'Spinal Tap' co-creators get OK to pursue $400M fraud case against Vivendi
The creators of the 1984 comedy film “This Is Spinal Tap” earned a major victory in a California court on Tuesday, after a federal judge allowed Harry Shearer, Rob Reiner, Michael McKean and Christopher Guest to pursue a fraud claim against media conglomerate Vivendi.
U.S. District Judge Dolly Gee said StudioCanal, which is owned by Vivendi, broke its agreement with the plantiffs by not providing required accounting statements, in addition to “separate nefarious accounting practices to conceal and underreport" profits, according to the Hollywood Reporter, which cited details from the ruling.
The plantiffs, who claimed Vivendi’s actions were intentional, are seeking $400 million in damages and ancillary merchandising and music, the outlet reported.
According to Deadline.com, the plaintiffs claimed in their original lawsuit that Vivendi pegged the four creators’ share of total worldwide merchandising income over 22 years at $81, and their share of total music sales income over 17 years at $98.

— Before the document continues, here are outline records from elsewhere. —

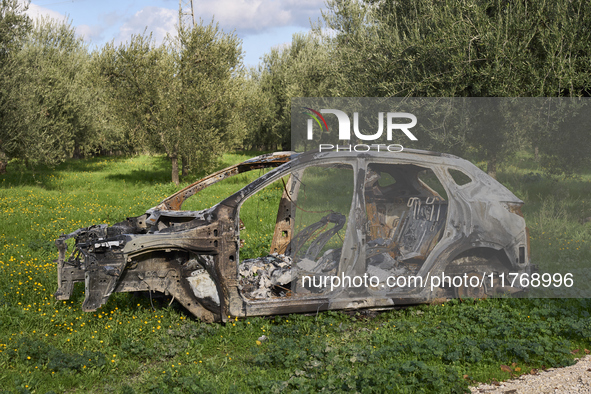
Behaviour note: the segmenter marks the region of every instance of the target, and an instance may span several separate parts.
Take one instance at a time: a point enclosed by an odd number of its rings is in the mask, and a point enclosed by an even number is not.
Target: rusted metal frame
[[[205,189],[206,187],[243,172],[258,170],[261,168],[278,167],[281,164],[288,162],[291,154],[291,152],[279,152],[276,154],[262,155],[255,157],[254,159],[224,168],[223,170],[208,175],[205,178],[202,178],[197,182],[185,187],[184,189],[179,190],[173,195],[165,198],[158,206],[155,207],[155,209],[178,211],[181,209],[183,202],[187,198]]]

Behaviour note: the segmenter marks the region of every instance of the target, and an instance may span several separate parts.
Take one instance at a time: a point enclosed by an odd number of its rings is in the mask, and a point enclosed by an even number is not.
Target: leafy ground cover
[[[227,155],[222,166],[252,156]],[[13,168],[0,178],[1,390],[464,392],[472,382],[569,365],[591,348],[589,300],[454,300],[376,316],[328,312],[226,325],[201,324],[166,302],[153,310],[131,294],[83,313],[83,286],[56,302],[53,240],[143,213],[177,190],[168,175],[163,158],[142,156]],[[260,175],[206,189],[184,208],[209,207]],[[548,178],[524,155],[499,179],[526,201],[536,263],[591,260],[588,172]],[[243,256],[268,248],[281,187],[273,190],[244,207]]]

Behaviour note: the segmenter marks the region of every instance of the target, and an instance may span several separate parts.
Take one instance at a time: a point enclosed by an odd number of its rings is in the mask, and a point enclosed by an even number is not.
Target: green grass
[[[220,167],[253,155],[227,155]],[[510,378],[501,364],[525,373],[568,365],[571,351],[591,348],[589,300],[464,300],[371,319],[328,312],[207,325],[175,304],[157,301],[153,311],[148,299],[115,294],[83,313],[83,286],[69,301],[53,299],[53,240],[139,215],[183,185],[169,183],[159,157],[16,170],[0,177],[0,385],[8,392],[463,392]],[[207,208],[259,175],[221,182],[183,208]],[[591,216],[589,172],[551,179],[523,156],[499,180],[526,201],[535,263],[591,260],[591,223],[579,222]],[[243,207],[242,257],[268,249],[281,191],[265,189]],[[261,335],[268,340],[259,344]]]

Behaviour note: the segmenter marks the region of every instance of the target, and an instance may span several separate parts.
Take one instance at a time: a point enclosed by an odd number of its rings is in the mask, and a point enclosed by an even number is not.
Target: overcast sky
[[[174,34],[178,8],[179,0],[35,0],[28,14],[69,16],[91,46],[102,46],[125,42],[146,27],[161,42],[167,33]],[[197,20],[214,18],[224,31],[235,31],[245,64],[256,65],[272,47],[291,42],[293,33],[308,31],[325,5],[324,0],[193,0],[193,8]]]

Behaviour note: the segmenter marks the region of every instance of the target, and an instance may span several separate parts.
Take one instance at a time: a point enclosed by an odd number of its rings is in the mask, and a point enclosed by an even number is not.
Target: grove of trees
[[[258,67],[212,22],[89,50],[67,22],[33,23],[0,0],[0,171],[11,160],[153,152],[172,181],[236,148],[290,148],[293,97],[588,97],[588,0],[327,0],[323,21]],[[584,111],[582,107],[581,111]],[[573,120],[576,122],[576,119]],[[495,174],[527,146],[553,172],[589,164],[591,133],[532,117],[431,135],[423,148],[477,152]],[[583,130],[583,131],[581,131]]]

The co-creators also tried unsuccessfully to sue Universal Music Group – another subsidiary of Vivendi. However, the judge granted the plantiffs permission to submit an amended complaint, the outlet reported.
Another claim against UMG related to music rights is still active.
"Spinal Tap" was a "mockumentary" that followed the fictional British band as it embarked on a world tour that went awry.